What is the minimum a WordPress site needs before the holiday period?
There is no universal answer, but there is a practical floor below which a site should not go into the holiday period.
WordPress core should be current. As of December 2023 that means 6.4.x. If it is not, the update should happen before the team goes on leave, with a backup taken immediately before running it.
Every plugin should be reviewed. Not just updated, reviewed. Plugins that are not actively maintained should be evaluated for replacement or removal. An unmaintained plugin with a known vulnerability that has no patch coming is a liability, not a feature.

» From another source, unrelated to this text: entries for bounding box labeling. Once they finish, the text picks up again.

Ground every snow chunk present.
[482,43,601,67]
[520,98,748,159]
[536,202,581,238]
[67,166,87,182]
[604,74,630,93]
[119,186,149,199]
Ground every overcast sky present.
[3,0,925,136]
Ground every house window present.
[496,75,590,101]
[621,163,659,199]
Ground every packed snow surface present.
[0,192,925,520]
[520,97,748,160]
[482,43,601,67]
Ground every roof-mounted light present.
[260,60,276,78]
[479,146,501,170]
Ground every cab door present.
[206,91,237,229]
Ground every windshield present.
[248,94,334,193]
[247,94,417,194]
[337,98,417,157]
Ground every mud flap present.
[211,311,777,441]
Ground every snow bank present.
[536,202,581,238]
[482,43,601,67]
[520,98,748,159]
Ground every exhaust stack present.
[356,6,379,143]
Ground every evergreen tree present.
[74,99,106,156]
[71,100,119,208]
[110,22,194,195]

Backups should be daily and offsite. “We have backups” is not a useful answer. The useful answer is “we took a backup yesterday, it is stored separately from the hosting environment, and we tested the restore process last month.” Hosting-level snapshots that live on the same server as the site do not count as a meaningful backup strategy.
Monitoring should alert someone who can act. Uptime monitoring is table stakes. Beyond that, file integrity monitoring catches malware injections before they propagate. A web application firewall blocks known exploit patterns at the network level before they reach WordPress. Wordfence and Sucuri both cover this territory. Cloudflare provides an additional layer, though its December 5th outage this year was a useful reminder that infrastructure dependencies have their own failure modes.

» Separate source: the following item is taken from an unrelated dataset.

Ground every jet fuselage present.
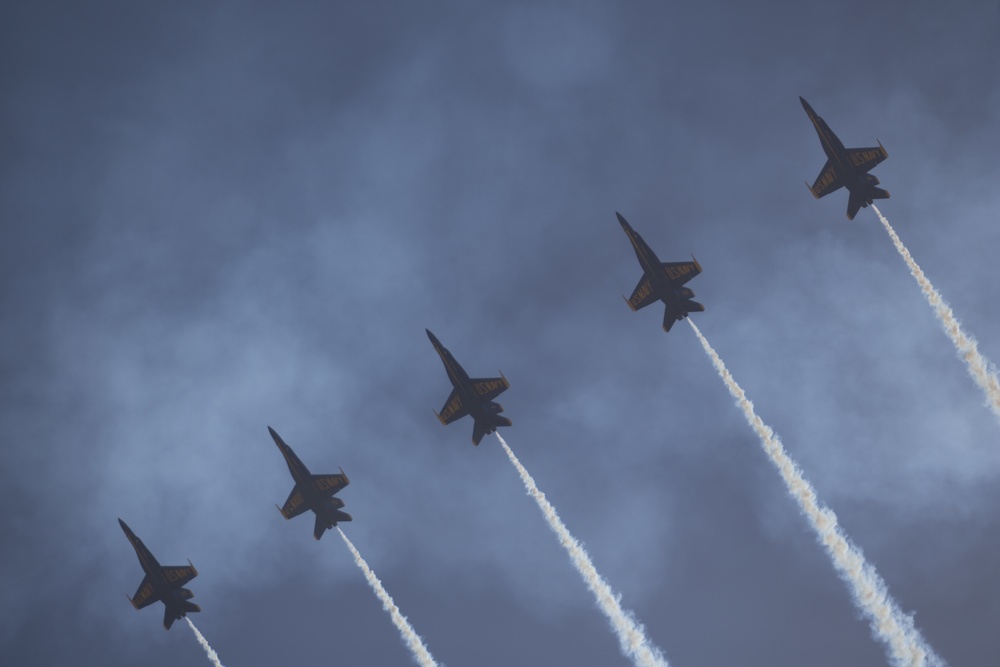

Someone needs to be available. This might be an internal resource, it might be an agency with a defined maintenance agreement, it might be a managed WordPress host with security response built into their offering. The specific answer matters less than the fact that the answer exists and is tested.
What should WordPress site owners in Singapore do before January?
The practical steps are straightforward, even if they take time to complete properly. Run the WordPress core update if it is pending. Work through the plugin list and update everything that has an available update. Review anything that has not been updated by its developer in more than six months and make a decision about whether it belongs on the site. Confirm that backups are running, offsite, and restorable. Confirm that someone has monitoring access and a clear mandate to act if something triggers.
For most WordPress security scenarios in Singapore, the main risk is not that something sophisticated happens. Targeted attacks on specific businesses exist, but they are not the primary threat for most sites. The primary threat is automated scanning that finds a known vulnerability and exploits it because the patch was never applied. That is a solvable problem. It just requires someone to treat it as a priority before the holiday period rather than after.
The Cloudflare outage on December 5th is worth holding in mind as a separate data point. Infrastructure failures and vulnerability exploits are different risk categories, but they share a response-time problem over holiday periods. A site that loses Cloudflare protection during an outage while also carrying unpatched vulnerabilities is exposed on two fronts simultaneously. Layered security architecture matters precisely because no single layer is reliable all the time.
Twenty-five years of building and maintaining sites has made me very calm about most things in this industry. Trends come and go. Technology changes. What does not change is the relationship between unpatched systems and bad outcomes. A site that is current, backed up, and monitored will get through the holidays. A site that is none of those things is relying on luck, and luck is not a maintenance strategy.
The vulnerabilities documented in December are real. The holiday timing makes them more consequential than they would be in March or August. If there are decisions that need to be made before your team signs off for the year, this week is the week to make them.